Both books are strong reminders that however sweeping and careless Nietzsche's pronouncements may sometimes seem, his views of Christianity were based on a careful study of contemporary and earlier sources. He was familiar with much of the cutting-edge scholarly work of his time on the history of Christianity. Nietzsche was an intuitive thinker. But he wasn't receiving his intuitions on Christianity out of thin air or from some superficial "village atheist" thinking. Nietzsche pushes the reader to critical thinking. As Jaspers puts it, he constantly pushes us to think carefully, to look for contrary indications to our own conclusions:

Ständig kommt eine Zwei- und Mehrdeutigkeit in Nietzsches Denken. Er gewinnt nicht die Ruhe einer Wahrheit, nicht die Entspannung an einem erreichten Ziel. ...

Dabei schult uns Nietzsche in der Sensibilität eines intuitiven Wahrnehmens, dann im bewußten Auffassen der Zwei- und Vieldeutigkeiten, schließlich in der Beweglichkeit des Denkens ohne Fixierung eines Wissens! Es ist im Umgang mit Nietzsche wie ein Aufgelockertwerden. Möglichkeiten entstehen, aber nicht mehr.

Er zeigt uns nicht den Weg, lehrt uns nicht einen Glauben, stellt uns nicht auf einen Boden. Er läßt uns vielmehr keine Ruhe, quält uns unablässig, jagt uns auf aus jedem Winkel, verwehrt jede Verschleierung.

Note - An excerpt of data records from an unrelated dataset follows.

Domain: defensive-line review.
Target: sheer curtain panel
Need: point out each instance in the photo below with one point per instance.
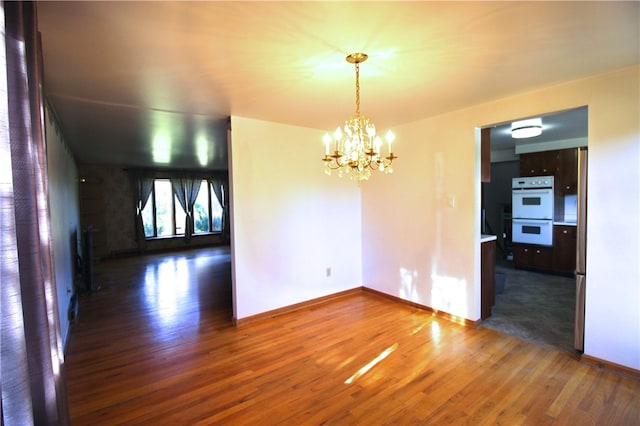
(142, 185)
(32, 367)
(186, 191)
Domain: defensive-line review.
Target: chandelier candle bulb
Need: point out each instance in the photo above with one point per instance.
(327, 142)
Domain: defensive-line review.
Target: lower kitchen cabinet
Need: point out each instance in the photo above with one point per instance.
(532, 256)
(560, 258)
(564, 248)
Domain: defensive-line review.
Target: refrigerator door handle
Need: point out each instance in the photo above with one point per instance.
(578, 339)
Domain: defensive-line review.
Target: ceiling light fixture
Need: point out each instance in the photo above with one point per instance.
(526, 128)
(357, 150)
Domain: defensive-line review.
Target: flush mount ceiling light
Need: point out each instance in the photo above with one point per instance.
(357, 150)
(526, 128)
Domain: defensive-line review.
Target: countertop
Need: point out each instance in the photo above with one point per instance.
(485, 238)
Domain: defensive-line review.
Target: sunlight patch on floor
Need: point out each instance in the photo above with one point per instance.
(372, 364)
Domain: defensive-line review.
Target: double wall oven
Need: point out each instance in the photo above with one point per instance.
(532, 210)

Er will uns, indem er uns ins Nichts stellt, gerade dadurch die Weite unseres Raumes schaffen; indem er uns der Bodenlosigkeit ansichtig macht, gerade dadurch die Möglichkeit schaffen, unseren echten Grund zu erfassen, aus dem wir kommen.

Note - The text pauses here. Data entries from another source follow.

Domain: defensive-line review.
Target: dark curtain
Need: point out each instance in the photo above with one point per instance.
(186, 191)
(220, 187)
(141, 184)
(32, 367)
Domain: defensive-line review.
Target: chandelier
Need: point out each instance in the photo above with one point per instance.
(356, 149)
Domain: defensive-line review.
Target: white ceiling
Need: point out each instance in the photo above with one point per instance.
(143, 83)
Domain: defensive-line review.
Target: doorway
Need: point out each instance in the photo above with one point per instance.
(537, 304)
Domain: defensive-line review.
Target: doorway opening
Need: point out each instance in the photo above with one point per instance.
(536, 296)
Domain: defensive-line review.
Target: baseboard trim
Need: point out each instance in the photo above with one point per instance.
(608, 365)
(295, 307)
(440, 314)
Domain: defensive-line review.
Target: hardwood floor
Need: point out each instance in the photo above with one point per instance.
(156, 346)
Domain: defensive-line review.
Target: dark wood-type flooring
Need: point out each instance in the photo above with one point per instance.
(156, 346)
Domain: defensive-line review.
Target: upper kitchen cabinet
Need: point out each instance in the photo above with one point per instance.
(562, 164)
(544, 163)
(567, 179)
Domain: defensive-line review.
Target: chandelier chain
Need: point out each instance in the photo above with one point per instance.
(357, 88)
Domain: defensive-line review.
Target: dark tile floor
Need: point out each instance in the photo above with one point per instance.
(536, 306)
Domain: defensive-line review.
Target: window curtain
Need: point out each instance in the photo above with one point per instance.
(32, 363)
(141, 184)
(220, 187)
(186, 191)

[A double and multiple interpretation comes regularly in Nietzsche's thought. He doesn't win the rest of a truth, nor the relaxation at a goal achieved. ...

Nietzsche thereby schools us in the sensibility of an intuitive perception, then in conscious comprehension of double and multiple interpretations, finally in the flexibility of though without the fixation of a science! Dealing with Nietzsche is like becoming limber. Possibilities develop, but not more.

He doesn't show us the way, doesn't teach us a faith, doesn't give us a grounding. It's more like he leaves us no rest, distresses us unremittingly, bolts out of every corner, refuses every deception.

He wants us, precisely by leading us into nothingness, to create the breadth of our space; precisely by putting us at variance with bottomlessness, to creat the possibility to acquire our true ground from which he come.]